Alcoa, Inc., recently showed off an addition that is fuel efficient and innovative. On the same day, company officials broke ground on a facility to recycle aluminum from drink cans.
On the morning of Dec. 6, company officials gathered with community leaders to break ground on a $22 million project at the company’s Can Reclamation facility at the Tennessee Operations property in Alcoa. Improvements include a new crusher and delacquering furnace and supporting building enclosers and environment systems.
The company said implementing the project would increase used beverage can molten output capacity by nearly 50 percent. Recycling aluminum saves 95 percent of the energy needed to make new cans. It can recycled over and over again, resulting in significant energy savings and emissions reductions. In 2007, Alcoa, Inc., recycled nearly 14 billion aluminum cans. The Can Reclamation Project is expected to be completed over the next 12- to 18-months.
After breaking ground on the new recycling center, dignitaries strolled over to a rail track where a new locomotive painted University of Tennessee orange was stopped on the track for the visitors to inspect.
The locomotive transports aluminum, has 25 percent more horsepower, 25 percent less fuel and cuts down on 85 percent of air pollutants. The train also has interlock brakes, automatic horns and lights, a GPS system and speeds that can be set like cruise control. The second locomotive is scheduled to arrive sometime in 2008.
“The new Delac and Crusher, plus our new locomotive are significant, not only for our commitment to the environment but also for our journey toward long-term viability,” said Malcolm Murphy, Alcoa Tennessee Location manager.
Murphy said the union employees with Local 309 United Steel Workers and the white collar employees at the plant all worked hard in the last two and a half years to put themselves in the position where the company would make the investment to help the Alcoa plant remain competitive around the world. “It’s global,” he said. “We have to be viable.”

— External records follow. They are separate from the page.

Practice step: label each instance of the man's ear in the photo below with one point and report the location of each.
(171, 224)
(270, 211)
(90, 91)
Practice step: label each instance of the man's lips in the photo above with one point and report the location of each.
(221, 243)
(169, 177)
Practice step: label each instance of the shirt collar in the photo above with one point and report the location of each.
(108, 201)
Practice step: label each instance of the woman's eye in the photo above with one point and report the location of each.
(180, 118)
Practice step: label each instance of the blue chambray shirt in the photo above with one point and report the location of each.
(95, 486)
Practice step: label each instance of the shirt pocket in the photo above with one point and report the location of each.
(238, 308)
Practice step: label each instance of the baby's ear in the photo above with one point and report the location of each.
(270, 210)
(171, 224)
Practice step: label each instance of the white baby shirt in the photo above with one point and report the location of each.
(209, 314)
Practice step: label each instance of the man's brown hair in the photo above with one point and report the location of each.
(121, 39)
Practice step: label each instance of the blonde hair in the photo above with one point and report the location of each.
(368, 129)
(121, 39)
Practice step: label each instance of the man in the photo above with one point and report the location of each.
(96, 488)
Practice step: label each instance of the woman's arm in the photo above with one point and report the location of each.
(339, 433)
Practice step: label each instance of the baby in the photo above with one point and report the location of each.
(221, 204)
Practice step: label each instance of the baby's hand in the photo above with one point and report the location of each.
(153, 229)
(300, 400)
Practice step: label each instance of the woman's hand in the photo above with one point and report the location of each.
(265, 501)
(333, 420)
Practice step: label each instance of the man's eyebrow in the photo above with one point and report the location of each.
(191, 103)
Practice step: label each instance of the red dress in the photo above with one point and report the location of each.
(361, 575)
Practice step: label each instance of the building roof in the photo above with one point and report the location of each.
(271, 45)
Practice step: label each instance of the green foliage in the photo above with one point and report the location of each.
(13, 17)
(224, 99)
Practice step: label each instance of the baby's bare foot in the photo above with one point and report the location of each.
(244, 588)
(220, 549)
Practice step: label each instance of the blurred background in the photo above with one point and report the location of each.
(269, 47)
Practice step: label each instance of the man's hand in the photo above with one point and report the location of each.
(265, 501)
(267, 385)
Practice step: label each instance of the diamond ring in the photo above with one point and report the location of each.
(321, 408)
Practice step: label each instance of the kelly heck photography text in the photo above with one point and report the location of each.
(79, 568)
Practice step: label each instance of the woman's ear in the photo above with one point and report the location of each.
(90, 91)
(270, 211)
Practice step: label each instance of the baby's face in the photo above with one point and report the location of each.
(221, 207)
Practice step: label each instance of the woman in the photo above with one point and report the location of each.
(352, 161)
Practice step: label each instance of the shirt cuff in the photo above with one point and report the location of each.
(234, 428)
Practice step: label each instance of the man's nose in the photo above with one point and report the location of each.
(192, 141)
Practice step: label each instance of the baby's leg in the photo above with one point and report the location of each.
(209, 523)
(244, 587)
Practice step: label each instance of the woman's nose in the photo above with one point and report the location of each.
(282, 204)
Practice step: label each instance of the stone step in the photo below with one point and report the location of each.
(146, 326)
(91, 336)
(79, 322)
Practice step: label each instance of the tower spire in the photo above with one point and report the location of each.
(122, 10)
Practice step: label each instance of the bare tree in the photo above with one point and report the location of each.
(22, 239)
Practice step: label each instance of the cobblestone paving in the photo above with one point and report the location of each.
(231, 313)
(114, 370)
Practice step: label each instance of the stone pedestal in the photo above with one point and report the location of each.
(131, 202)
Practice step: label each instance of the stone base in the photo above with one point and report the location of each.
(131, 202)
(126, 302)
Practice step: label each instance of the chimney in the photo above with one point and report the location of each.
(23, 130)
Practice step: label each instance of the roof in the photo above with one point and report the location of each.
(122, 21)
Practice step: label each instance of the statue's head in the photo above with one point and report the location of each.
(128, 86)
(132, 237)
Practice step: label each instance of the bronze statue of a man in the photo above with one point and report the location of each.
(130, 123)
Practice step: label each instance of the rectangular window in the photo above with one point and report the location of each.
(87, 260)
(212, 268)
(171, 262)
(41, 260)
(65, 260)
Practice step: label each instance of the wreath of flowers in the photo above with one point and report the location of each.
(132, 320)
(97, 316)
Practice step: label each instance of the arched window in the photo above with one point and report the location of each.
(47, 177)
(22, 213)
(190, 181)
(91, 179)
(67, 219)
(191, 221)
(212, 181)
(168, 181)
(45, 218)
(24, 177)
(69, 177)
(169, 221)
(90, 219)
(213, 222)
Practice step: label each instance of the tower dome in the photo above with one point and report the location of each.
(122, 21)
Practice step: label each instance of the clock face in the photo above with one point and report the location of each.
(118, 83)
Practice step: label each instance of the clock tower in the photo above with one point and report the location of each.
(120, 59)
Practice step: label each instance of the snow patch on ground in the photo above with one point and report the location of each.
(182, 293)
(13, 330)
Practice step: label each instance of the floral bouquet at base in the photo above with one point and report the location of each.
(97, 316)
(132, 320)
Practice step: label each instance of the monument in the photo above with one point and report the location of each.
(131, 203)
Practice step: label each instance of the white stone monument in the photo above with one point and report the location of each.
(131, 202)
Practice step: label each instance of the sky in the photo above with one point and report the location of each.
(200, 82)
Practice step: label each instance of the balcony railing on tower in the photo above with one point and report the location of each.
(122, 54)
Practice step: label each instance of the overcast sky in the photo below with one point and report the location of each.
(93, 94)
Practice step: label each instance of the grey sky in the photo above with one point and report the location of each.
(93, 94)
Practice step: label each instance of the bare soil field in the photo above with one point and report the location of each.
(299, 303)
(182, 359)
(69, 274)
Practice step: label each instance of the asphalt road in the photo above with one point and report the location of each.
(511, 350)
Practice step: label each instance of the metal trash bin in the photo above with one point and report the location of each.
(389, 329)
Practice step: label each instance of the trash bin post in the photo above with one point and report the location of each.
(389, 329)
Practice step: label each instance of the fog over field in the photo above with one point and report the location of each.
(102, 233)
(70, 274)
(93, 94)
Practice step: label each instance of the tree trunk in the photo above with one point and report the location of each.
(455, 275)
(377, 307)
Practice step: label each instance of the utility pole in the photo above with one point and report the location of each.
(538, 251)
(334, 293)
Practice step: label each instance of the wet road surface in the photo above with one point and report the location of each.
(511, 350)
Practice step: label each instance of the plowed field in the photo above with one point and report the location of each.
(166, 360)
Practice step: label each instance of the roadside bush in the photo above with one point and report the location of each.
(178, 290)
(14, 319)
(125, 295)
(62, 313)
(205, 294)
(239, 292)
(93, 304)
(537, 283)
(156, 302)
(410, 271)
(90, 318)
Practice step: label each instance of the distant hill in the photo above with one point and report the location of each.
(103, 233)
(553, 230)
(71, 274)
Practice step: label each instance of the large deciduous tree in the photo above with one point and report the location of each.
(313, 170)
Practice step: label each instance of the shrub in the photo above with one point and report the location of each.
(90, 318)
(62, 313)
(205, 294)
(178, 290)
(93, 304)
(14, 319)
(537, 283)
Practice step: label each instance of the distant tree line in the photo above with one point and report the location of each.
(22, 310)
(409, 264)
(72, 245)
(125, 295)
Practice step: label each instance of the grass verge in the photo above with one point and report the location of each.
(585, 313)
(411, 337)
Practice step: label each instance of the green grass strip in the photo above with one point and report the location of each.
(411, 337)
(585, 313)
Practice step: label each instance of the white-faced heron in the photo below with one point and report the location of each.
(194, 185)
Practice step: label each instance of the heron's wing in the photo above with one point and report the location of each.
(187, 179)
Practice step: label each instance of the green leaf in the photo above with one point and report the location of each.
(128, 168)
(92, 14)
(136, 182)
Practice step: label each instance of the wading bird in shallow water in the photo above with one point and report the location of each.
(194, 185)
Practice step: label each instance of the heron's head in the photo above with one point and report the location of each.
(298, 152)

Alcoa Mayor Don Mull said the Alcoa corporation saw how committed the Tennessee Operations employees were in keeping the plant competitive and the upgrades would ensure it competed with other companies around the world. .
“It’s so exciting. I think it’s a tribute to the employees that they are going to this expense,” Mull said.
The mayor said other plants owned by the company are working hard to get the same investment capital from Alcoa, Inc. “It shows you what we can do when we work together,” he said.
George Williams said the investment will help keep jobs in Blount County and the region for years to come.
The train is a big improvement over what was used when Williams’ father worked at Alcoa and their family lived a short distance away in the Old Field community. “We could tell when they started the train engine a mile away because of the smoke and noise,” he said.
John Kincaid operates the locomotive: “It’s much quieter than the old locomotive,” he said.
The other locomotives were made in 1960 and 1968. The old engine used 18 to 19 gallons of diesel an hour. The new locomotive uses 7.7 gallons and there is an 80 percent reduction in emissions, he said.
“We wanted one that was ecologically friendly and that used less fuel,” Kincaid said.